Kiev’de Lviv’dekinden farklı olarak varaklı soğan kubbeli Ortodoks kiliselerinden bolca görülüyor.

Kiev’de yerin üstü kadar yerin altı da son derece hareketli. Ellili yıllarda Sovyet döneminde yapılan Kiev Metrosu komünist dönemin ülkede ve Kiev’de bıraktığı derin izlerden birisi olarak göze çarpıyor. Moskova’daki kadar olmasa da kimi istasyonlar sanatsal yapıtlarla donatılmış.

Kiev Metrosu

Geniş meydanlar ve caddeler de Sovyet kalıtı olarak boy göstermekteler.

Kiev’in geniş caddesi Kretschyak Bizans biçemli soğan kubbeli Ortodoks kiliseleriyle Stalinist yapıları yan yana barındırmasıyla da ilginç bir ortam sunmuş oluyor ziyaretçilere.

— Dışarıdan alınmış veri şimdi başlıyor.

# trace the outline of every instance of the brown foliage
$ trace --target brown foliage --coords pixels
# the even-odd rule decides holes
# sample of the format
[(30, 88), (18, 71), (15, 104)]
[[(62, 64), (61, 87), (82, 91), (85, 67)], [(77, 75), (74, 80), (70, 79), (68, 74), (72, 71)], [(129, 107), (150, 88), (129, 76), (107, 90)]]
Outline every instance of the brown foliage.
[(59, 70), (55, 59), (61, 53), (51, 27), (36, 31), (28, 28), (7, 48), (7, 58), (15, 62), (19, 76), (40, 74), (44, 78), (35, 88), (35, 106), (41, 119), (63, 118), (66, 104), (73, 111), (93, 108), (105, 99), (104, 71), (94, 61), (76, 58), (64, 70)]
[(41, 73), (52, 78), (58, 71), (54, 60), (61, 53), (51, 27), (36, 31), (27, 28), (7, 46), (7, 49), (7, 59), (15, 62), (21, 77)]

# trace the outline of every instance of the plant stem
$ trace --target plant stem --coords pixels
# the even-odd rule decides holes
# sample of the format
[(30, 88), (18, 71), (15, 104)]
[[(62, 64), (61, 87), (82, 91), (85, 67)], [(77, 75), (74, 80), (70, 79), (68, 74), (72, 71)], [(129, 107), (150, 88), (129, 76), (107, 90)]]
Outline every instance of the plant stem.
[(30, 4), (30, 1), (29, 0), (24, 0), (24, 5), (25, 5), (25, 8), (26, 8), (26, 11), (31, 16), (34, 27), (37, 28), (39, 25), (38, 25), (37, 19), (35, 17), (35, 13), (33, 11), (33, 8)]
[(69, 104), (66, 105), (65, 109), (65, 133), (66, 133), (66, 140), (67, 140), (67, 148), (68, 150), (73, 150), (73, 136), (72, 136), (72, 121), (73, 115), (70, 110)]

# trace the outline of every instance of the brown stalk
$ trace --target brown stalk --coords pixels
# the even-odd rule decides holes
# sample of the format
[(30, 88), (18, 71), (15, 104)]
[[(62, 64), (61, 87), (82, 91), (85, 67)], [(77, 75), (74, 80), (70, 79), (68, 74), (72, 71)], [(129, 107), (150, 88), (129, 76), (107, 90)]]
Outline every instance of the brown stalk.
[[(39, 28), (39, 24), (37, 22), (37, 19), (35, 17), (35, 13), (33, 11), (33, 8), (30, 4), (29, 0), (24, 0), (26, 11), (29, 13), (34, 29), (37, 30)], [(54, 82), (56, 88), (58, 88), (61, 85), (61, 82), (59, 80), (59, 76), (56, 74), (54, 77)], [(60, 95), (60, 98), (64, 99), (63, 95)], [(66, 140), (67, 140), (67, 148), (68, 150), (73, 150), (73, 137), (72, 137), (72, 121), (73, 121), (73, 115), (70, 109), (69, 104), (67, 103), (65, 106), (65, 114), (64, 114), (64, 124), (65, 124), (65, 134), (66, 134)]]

Maidan’ın Krestchyak’la kesiştiği köşedeki postane de bir komünist dönem kalıtı olarak görkemli şekilde varlığını sürdürüyor.

Kiev’de Postane
Krestcyhak Caddesi

Kiev’e girişte Kruşçev dönemi konutlarınca karşılanıyoruz. Tuğla duvarlı bu tip yapıları bundan böyle tüm Ukrayna kentlerinde görür görmez tanıyabileceğiz. Kruşçev küçük denebilecek bu konutların geçici olduğunu ve yaklaşık 20 yıl sonra Sovyetler yeterince güçlendikten sonra yeni dönemde çok daha görkemli konutların yapılacağından söz eder. Sovyetler gönence kavuşana dek geçici konut tipidir ona göre onun döneminde yapılan bu yapılar.

Kruşçev konutları

Kiev’in yeşilini, mavisini ve doğayla iç içeliğini tanımlamak için de Kiev’i 1966’da ziyaret eden ünlü Fransız devlet adamı Charles De Gaulle’ün sözlerini anımsamakta yarar var.

“Kentlerin içine kondurulmuş yeşillikleri çok gördüm. Ama, yeşillikler içine kondurulmuş bir kenti ilk kez burada görüyorum”

Charles de Gaulle

Kiev, 2014’teki Turuncu Devrim’i izleyen dönemde özellikle Rusya’nın Kırım’ı Ukrayna toprağı olmaktan çıkartması ve ülkenin doğusunda da Rus yanlısı grupların denetimini desteklemesinden sonra “Komünizm’den Arınma” kararının Ukrayna’da uygulanmaya başlamasıyla bu etkinliğin en yoğun şekilde yaşandığı kent olma özelliğine de sahip.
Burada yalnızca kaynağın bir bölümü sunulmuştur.